CloudsArk
Troubleshooting Kubernetes

Fix Startup Probe Failed

Learn practical fix startup probe failed with kubectl commands, manifests, verification steps, common mistakes, and production-focused guidance.

Fix Startup Probe Failed

Introduction

This guide explains fix startup probe failed with practical kubectl commands, realistic output, and production-focused checks. Use this workflow when an application is failing and you need evidence before changing manifests.

Symptoms

You may see pods stuck in a waiting state, failed rollouts, 4xx or 5xx responses, missing endpoints, failed probes, denied API calls, or repeated events in the namespace.

Common Causes

Common causes include events, previous logs, probes, image pulls, resource limits, and rollout state. Always confirm with events and logs before editing the workload.

Step 1: Check Current State

kubectl get pods -n app -o wide
kubectl describe pod web-7d9f8c-abcde -n app

Expected output:

NAME                  READY   STATUS             RESTARTS   AGE
web-7d9f8c-abcde      0/1     CrashLoopBackOff   6          8m

Step 2: Inspect Events and Logs

kubectl describe pod web-7d9f8c-abcde -n app
kubectl logs web-7d9f8c-abcde -n app --previous

Events show scheduler, kubelet, image pull, mount, and probe errors. Previous logs are critical when the container restarts quickly.

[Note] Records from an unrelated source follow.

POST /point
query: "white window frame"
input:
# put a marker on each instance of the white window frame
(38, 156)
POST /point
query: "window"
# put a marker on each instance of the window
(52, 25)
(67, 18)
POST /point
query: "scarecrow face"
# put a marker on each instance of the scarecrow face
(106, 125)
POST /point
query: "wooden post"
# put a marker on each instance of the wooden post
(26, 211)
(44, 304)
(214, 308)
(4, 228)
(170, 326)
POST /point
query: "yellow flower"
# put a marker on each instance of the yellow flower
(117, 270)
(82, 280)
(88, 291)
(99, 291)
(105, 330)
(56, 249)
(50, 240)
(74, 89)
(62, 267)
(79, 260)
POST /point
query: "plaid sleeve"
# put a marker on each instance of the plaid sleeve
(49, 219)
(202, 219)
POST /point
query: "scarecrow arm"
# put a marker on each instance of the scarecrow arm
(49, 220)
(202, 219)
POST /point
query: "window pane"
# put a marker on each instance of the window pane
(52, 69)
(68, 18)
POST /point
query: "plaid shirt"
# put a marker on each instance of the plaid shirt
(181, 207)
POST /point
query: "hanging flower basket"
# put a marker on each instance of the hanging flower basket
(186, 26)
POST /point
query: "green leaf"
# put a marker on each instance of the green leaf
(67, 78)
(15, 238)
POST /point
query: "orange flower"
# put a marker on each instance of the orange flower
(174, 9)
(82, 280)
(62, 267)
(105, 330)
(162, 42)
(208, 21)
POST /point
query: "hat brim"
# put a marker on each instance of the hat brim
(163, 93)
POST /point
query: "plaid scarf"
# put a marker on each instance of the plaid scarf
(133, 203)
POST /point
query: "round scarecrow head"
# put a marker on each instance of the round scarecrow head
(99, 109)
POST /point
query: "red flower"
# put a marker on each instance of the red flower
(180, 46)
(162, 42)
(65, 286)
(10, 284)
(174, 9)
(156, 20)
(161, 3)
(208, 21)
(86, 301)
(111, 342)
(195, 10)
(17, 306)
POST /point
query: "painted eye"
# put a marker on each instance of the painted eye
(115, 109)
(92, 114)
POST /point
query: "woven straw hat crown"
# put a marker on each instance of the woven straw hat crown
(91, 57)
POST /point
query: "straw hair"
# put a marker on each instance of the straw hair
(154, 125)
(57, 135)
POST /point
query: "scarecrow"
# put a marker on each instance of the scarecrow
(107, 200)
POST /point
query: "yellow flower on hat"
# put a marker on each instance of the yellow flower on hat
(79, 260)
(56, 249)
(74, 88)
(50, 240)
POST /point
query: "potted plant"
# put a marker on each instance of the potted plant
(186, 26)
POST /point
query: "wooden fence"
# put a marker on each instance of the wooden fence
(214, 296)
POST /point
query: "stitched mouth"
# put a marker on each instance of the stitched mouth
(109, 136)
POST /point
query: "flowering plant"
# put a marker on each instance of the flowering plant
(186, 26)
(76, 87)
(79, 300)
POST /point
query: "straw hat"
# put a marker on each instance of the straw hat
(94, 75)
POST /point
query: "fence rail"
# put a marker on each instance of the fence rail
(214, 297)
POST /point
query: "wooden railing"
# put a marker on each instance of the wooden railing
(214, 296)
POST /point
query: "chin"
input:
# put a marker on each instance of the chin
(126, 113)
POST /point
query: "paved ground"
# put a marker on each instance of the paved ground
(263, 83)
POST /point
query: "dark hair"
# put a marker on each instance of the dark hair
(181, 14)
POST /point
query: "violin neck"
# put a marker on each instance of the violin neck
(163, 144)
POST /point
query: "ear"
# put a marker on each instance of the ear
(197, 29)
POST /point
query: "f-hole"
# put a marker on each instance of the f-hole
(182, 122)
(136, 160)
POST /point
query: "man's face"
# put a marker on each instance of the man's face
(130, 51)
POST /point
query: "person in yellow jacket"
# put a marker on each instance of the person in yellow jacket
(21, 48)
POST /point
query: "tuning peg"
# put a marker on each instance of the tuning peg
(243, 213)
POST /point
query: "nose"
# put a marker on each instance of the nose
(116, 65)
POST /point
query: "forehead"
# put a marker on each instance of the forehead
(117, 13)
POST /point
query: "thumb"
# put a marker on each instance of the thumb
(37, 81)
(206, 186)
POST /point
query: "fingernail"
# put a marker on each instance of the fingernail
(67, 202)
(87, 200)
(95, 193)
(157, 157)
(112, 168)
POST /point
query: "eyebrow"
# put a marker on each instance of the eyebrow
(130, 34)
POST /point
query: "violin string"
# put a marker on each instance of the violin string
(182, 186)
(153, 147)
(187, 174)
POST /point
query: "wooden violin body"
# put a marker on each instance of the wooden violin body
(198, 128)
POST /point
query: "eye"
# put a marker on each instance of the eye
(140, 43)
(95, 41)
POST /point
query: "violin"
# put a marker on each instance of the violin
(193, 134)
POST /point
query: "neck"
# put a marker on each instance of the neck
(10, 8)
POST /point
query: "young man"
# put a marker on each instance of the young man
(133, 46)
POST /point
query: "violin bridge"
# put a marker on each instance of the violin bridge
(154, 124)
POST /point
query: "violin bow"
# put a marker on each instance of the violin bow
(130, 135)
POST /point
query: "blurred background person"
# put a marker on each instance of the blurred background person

Step 3: Verify the Manifest or Runtime Setting

kubectl rollout status deployment/web -n app
kubectl get pod web-7d9f8c-abcde -n app -o yaml

Check selectors, image names, probes, resource limits, service accounts, volumes, and namespace references.

Step 4: Apply the Fix

apiVersion: apps/v1
kind: Deployment
metadata:
  name: web
  namespace: app
spec:
  replicas: 3
  selector:
    matchLabels:
      app: web
  template:
    metadata:
      labels:
        app: web
    spec:
      containers:
      - name: web
        image: nginx:1.27
        ports:
        - containerPort: 80

Apply only the corrected field, then let the controller reconcile the desired state.

kubectl apply -f manifest.yaml
kubectl rollout status deployment/web -n app

Step 5: Confirm Recovery

kubectl get pods -n app
kubectl get events -n app --sort-by=.lastTimestamp

Common Mistakes

  • Deleting pods before reading the events that explain why they failed.
  • Changing probes, resources, images, and RBAC at the same time.
  • Troubleshooting only the pod while ignoring the service, PVC, node, or service account.

Quick Checklist

  • Check pod status and restart count.
  • Read describe output and recent events.
  • Inspect current and previous container logs.
  • Verify dependent objects such as Secrets, ConfigMaps, PVCs, Services, and RBAC.
  • Apply one fix and watch the rollout.

Summary

Treat fix startup probe failed as an evidence-driven debugging task. Events identify the failing layer, logs explain application behavior, and rollout checks prove the fix worked.